If you don’t feel your value enough in this moment to believe you can commit to it, find a picture of yourself when you are so young you can see your sweetness, your innocence, your potential, your inherent value as a human being. If you have no picture, just remember yourself at such an age, if you can, or look at some child in your life who you love, and remember you were once that small and vulnerable and full of life and promise, too. I’ve found this helpful in the past, and have since heard other people with better formal credentials than me advocate the same practice.
Promise that child you were that you will be the adult who takes care of them, who protects them, who sees to it that they get to have the sort of life with joy and love and respect that they deserve. Even if – especially if – you didn’t have that adult, as you deserved to, as we all deserve to, when you were a child. Look at that picture, remember that child, when you want to give up, so you remember why you can’t give up – because you are that child’s future life, and they deserve to live, and live a good life, and you can give it to them.
Fight for yourself like you would fight for that child, because you are that child’s future. And you both deserve to live to see better days.
I am over here, on my futon-of-last-resort, with my spite and my hope and my sadness and my seemingly endless fight to get to happy times and my seemingly empty reserves of energy to carry on, typing away into the digital void, rooting for you.
We all have so much more strength than most of us will ever know, because it is largely revealed when it is tested by adversity, and we make the monumental effort to lift the weights that are crushing us instead of lying broken beneath them. And the need to do the latter usually arises from the additional painful obstacle of there being no one around to help shift that weight off of us – and I think the weight of that sadness is what most often keeps us from trying, because we decide if there is no one within arm’s reach who values us enough to help us when we are in terrible pain, to help save our lives when we are on the brink of destruction, our lives have no value.
And that is bullshit.
You were once a sweet, perfect baby full of hope and potential, full of life, and your life’s value has not decreased because you have grown taller and lost a little skin elasticity. It isn’t dependent on whether anyone, including the people who made that life, treat your life as valuable as it is. The value of your life came into being along with you at birth.

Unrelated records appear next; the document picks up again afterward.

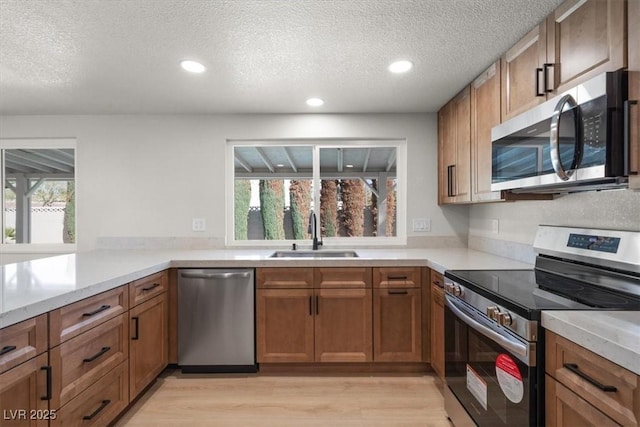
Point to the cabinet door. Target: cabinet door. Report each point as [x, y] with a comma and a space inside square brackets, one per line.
[21, 392]
[523, 74]
[634, 92]
[284, 331]
[437, 330]
[397, 325]
[485, 114]
[148, 351]
[566, 409]
[343, 330]
[584, 39]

You are still full of hope and potential, and if no one around you can see it, then all the more reason to get to work shoving those weights off of you, so you can leave those assholes behind, and find the people who will value you as you value them. And so you will know what it is to have your life valued by someone, because you will be demonstrating that your life matters to you.
Join me and maybe-spiteful Ghandi, and be the person who sees value where others might not, beginning with yourself, and then use your newly-swole emotional bod to help dig out other people being crushed the same as you.
You can even do it while you are still down on the ground. You don’t have to be in good circumstances to help someone else. People can lean on each other and weep together simultaneously, it really isn’t hard to do.
I am down in the dark with you, and I am still trying to be helpful to the extent I can to the few people left around me, and anyone else who is in the badlands, trying to find their way out.
And maybe getting out from under whatever shit has us feeling pinned to our pain will be difficult, but it is easier if we work with others we know and trust, and if we are alone, it still beats the hell out of getting squished and feeling like we deserve it, like we aren’t worth the fight if we can’t know for sure we will win.
I would rather get squished fighting to the last squoosh to get the hell out from under than lie here getting squished by my own failure to give a fuck about my fate.
Best chance I have, we all have, is not to give up.
Don’t give up.
Say “Fuck this squishing bullshit, I deserve better than this,” and heave.